|
Author of 4 Stories |
Here is another poem-thing I wrote out of random one day. As I jotted this down on the paper I realized what it was about; the thoughts echoing inside dear Seda's mind. I amaze myself at times when I can blurt out things in my head and wonder what they mean, then only to realize that it's all to do with my story, Peace of My Dreams. Well, as I said, this is a little conversation I wrote representing the ideas fluttering around in Seda's mind. A snippet of this will also appear in my story in the future but I was so excited about this one that I had to post it now. Enjoy and Toodles!
I see your face in my dreams, so vivid, so real and so clear. Yet when I wake your face is still there. Your presence lingers around me, consuming my sanity in all its wondrous light. And even when I'm alone in the dark I see your eyes upon me, shining eternally and ever bright. Though how can it be that I still feel you beside me, when it's been so long since I last heard your voice, harmonious as a song and filling my soul.
I wonder in the deepest hours of the night, as the snow falls gently to the hardened earth, about the moments that blew across my blinded sight and leaving me to wallow in the misery of my ill attempted hope. I lay here praying for the strength to get through the dark and ask for the answer to the question burning in my heart. And even so, with all these quarrels in my head I find the time to daydream in my bed, about what once was, what is and what could come to be.
I find myself so flustered by these emotions that I swear I can feel the rushing of the winds sweeping through my empty soul, trying to pick up the last leaf of hope and fly it off into the darkest hole of eternal life. And I ask myself why, I beg my self to please break free of the bonds that hold me to your twisted will and to let go of the locks that shut out your bitter, tortured heart.
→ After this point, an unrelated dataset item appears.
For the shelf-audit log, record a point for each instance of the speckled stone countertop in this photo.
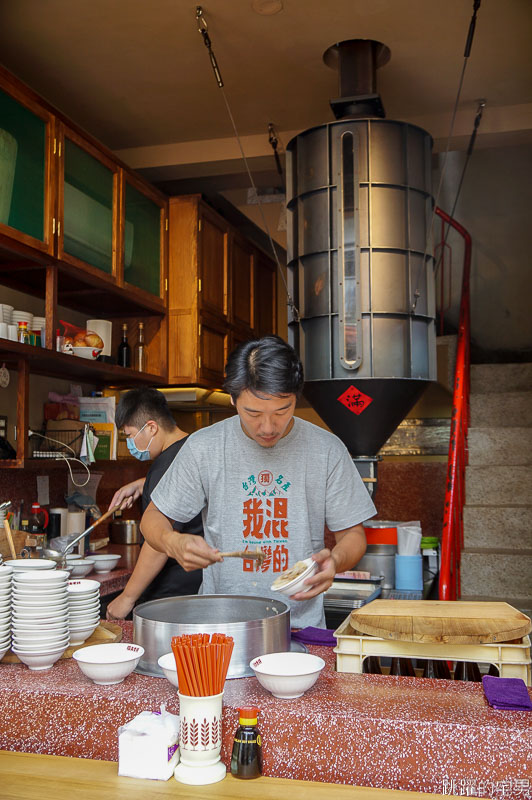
(371, 730)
And some how behind the wall of tears I see clearly the road before me, showing me the path that was once behind me and the valley of unknowing that calls me softly. I fear the way this life is leading me, to a galaxy of ongoing and uncertain destinations. And yet again I hear the gentle waves of your voice, crashing upon me relentless and demanding. The randomness scaring me, the non-promised frightening and just beyond that a flicker of curiosity drives me.
But how do I know it's not the games in my head, being played over and over, again and again. How do I know it's really my destination, my fate, to be entranced by your subtle stares and your gently creeping hands among my skin? I wait quietly for the answers, the snow still falling like a blanket of silvery light, and nothing comes. Neither a voice this time nor the hushed whisper of assurance humming in my ear, only sounds of the deepest hours of the night in the deafening silence, that is all that surrounds me.